June 15, 2006

Propogation of information errors and the risks of using surrogate sources

….ye wha’?

There has been a lot written in relation to the electoral register and other matters about using information from other sources to improve the quality of information that you have or to create a new set of information.

This makes sense, other people may already have done much of the work for you and, effectively, all you need to do is to copy their work and edit it to meet your needs. In most cases it may be faster and cheaper to use such ’surrogates’ for reality to meet your information needs than to go to the effort of going to the real-world things (people, stock-rooms where ever) and actually starting from scratch to build exactly the information you need in the format you require to exactly your standards and formats.

There is, however, a price to pay for having such surrogate sources available to you. You need to accept that

  1. The format and structure of the information may need to be changed to fit your systems or processes
  2. The information you are using may itself be innaccurate, incomplete or inconsistent.
  3. If you are combining it with other information, it will require investment in tools and skills to properly match and consolidate your information into a valid version of the truth.

These risks apply to organisations buying marketing lists to integrate with their CRM systems but also could be applied to students relying on the Internet to present them with the content for their academic projects or journalists trawling for content for newspaper articles or reviews.

Recurrence of common errors, phrases or inaccuracies in term papers is one way that academia has of identifying academic fraud. Similar techniques might be applied in other arenas to identify and track instances of copyright infringement.
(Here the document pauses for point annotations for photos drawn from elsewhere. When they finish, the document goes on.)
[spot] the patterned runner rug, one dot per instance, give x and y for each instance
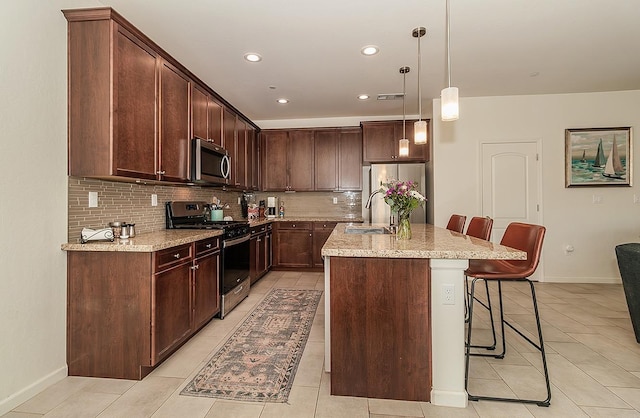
(259, 361)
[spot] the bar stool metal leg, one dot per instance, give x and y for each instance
(503, 322)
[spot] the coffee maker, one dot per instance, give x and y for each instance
(272, 207)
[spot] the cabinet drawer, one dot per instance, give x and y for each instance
(207, 245)
(294, 225)
(173, 255)
(324, 226)
(259, 229)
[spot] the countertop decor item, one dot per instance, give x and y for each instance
(259, 361)
(403, 197)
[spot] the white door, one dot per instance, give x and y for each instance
(510, 185)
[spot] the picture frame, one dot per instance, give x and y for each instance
(598, 157)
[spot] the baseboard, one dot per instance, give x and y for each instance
(578, 280)
(33, 389)
(449, 398)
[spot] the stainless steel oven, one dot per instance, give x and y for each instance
(234, 266)
(235, 282)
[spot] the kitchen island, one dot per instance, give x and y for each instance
(394, 311)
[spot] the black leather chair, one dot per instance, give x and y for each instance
(628, 256)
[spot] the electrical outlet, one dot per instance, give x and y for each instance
(448, 294)
(93, 199)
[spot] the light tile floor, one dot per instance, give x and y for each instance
(594, 363)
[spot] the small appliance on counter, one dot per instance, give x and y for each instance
(272, 207)
(104, 234)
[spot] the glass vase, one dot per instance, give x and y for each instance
(404, 226)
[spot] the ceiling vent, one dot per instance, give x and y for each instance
(392, 96)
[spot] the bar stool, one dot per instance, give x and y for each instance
(456, 223)
(525, 237)
(480, 227)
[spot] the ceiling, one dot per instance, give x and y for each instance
(311, 50)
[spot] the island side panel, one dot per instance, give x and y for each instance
(108, 313)
(380, 328)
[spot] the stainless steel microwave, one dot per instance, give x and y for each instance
(210, 163)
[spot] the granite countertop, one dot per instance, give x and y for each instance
(427, 241)
(146, 242)
(339, 219)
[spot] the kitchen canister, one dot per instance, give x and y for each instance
(216, 215)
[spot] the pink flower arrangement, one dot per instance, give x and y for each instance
(402, 196)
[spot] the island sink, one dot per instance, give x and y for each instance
(367, 229)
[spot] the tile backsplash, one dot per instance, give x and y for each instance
(131, 203)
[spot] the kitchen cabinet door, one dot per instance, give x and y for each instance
(229, 141)
(350, 160)
(135, 106)
(206, 288)
(293, 244)
(321, 232)
(199, 112)
(300, 160)
(253, 179)
(241, 154)
(171, 310)
(274, 160)
(174, 124)
(326, 159)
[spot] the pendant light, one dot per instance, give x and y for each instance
(404, 142)
(449, 96)
(419, 127)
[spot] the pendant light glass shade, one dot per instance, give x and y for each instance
(404, 148)
(449, 104)
(420, 132)
(419, 127)
(449, 108)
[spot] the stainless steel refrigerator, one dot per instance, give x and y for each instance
(379, 212)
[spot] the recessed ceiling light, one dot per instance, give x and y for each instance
(252, 57)
(369, 50)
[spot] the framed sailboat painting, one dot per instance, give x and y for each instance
(598, 157)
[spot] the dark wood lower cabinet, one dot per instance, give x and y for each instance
(128, 311)
(380, 328)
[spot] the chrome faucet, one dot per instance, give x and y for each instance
(368, 204)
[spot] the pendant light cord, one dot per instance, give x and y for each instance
(419, 89)
(404, 93)
(448, 47)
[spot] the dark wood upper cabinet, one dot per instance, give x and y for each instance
(326, 159)
(300, 160)
(273, 156)
(199, 113)
(381, 142)
(133, 108)
(174, 124)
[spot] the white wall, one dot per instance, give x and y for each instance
(568, 213)
(33, 206)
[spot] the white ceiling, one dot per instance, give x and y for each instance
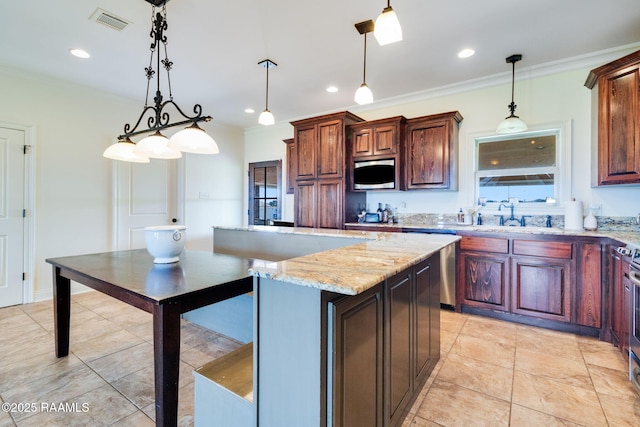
(216, 45)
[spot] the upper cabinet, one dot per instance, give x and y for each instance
(431, 151)
(618, 120)
(377, 137)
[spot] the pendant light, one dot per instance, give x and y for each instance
(512, 124)
(388, 29)
(363, 94)
(266, 117)
(156, 145)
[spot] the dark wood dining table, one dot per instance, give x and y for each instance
(164, 290)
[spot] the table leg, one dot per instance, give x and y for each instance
(166, 349)
(61, 311)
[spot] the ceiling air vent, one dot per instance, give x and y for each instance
(109, 19)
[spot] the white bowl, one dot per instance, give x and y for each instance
(165, 243)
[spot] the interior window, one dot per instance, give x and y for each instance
(264, 192)
(523, 166)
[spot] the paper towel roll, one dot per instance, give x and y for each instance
(573, 215)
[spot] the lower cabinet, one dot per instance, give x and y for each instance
(385, 343)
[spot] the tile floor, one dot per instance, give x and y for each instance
(491, 373)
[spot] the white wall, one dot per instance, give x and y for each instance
(542, 98)
(73, 182)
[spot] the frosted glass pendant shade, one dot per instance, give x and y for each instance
(363, 95)
(387, 29)
(125, 151)
(266, 118)
(511, 124)
(193, 140)
(155, 146)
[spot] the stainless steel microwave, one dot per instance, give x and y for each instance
(374, 174)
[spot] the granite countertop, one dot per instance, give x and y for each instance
(623, 236)
(352, 269)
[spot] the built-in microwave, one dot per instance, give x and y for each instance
(374, 174)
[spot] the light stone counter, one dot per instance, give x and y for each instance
(351, 269)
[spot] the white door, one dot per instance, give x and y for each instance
(146, 194)
(12, 143)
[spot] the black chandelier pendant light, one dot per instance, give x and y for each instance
(512, 123)
(192, 139)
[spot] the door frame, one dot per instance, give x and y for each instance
(28, 224)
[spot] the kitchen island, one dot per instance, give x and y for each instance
(344, 336)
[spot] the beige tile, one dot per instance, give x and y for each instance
(498, 331)
(576, 404)
(521, 416)
(602, 353)
(471, 408)
(568, 371)
(452, 321)
(548, 342)
(612, 382)
(123, 362)
(104, 345)
(478, 376)
(621, 412)
(100, 407)
(59, 388)
(495, 352)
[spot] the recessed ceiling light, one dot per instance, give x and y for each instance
(79, 53)
(465, 53)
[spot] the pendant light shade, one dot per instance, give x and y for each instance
(193, 140)
(513, 123)
(266, 117)
(363, 94)
(387, 29)
(125, 151)
(156, 146)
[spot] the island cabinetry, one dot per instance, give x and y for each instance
(373, 383)
(538, 278)
(291, 165)
(618, 92)
(431, 151)
(619, 316)
(319, 152)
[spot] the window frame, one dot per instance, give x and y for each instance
(562, 169)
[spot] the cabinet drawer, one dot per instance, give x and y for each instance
(542, 249)
(484, 244)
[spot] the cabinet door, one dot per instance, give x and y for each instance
(292, 174)
(362, 142)
(330, 145)
(358, 365)
(484, 279)
(305, 141)
(305, 207)
(427, 309)
(540, 288)
(428, 155)
(329, 203)
(384, 141)
(399, 331)
(619, 126)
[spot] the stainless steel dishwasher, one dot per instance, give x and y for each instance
(447, 266)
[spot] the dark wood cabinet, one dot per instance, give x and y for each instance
(291, 165)
(431, 151)
(618, 91)
(386, 342)
(619, 316)
(321, 198)
(556, 279)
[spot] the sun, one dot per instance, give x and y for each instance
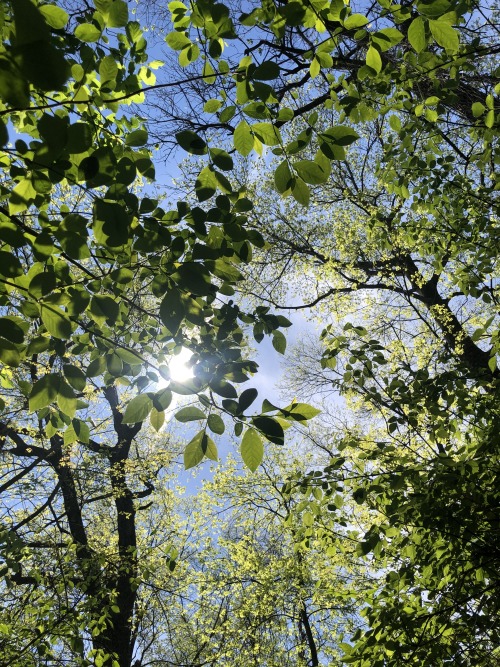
(178, 368)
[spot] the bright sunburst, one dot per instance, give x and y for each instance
(179, 370)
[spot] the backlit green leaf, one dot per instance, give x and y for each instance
(252, 449)
(138, 409)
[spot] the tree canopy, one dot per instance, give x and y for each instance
(342, 161)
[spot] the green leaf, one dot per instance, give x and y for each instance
(66, 399)
(75, 376)
(301, 192)
(56, 17)
(80, 138)
(211, 106)
(13, 328)
(137, 138)
(129, 356)
(208, 73)
(221, 159)
(279, 342)
(193, 454)
(191, 142)
(111, 223)
(44, 392)
(216, 424)
(252, 449)
(82, 430)
(270, 428)
(373, 59)
(10, 266)
(117, 17)
(416, 34)
(246, 399)
(42, 284)
(157, 419)
(301, 411)
(22, 196)
(340, 135)
(56, 321)
(355, 21)
(87, 32)
(445, 35)
(189, 413)
(9, 353)
(177, 40)
(138, 409)
(283, 178)
(311, 172)
(266, 71)
(172, 311)
(193, 276)
(386, 38)
(108, 69)
(209, 448)
(266, 133)
(243, 138)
In businesses dealing with thousands of records, the cost/risk analysis is relatively straightforward. The recommendation I would make is that clear processes to manage suppliers and to measure the quality of the information they provide you based on a defined standard for completeness, consistency, duplication, conformity etc. is essential. Random sampling of surrogate data sources for accuracy (not every 100th record but a truly random sample) is also strongly recommended.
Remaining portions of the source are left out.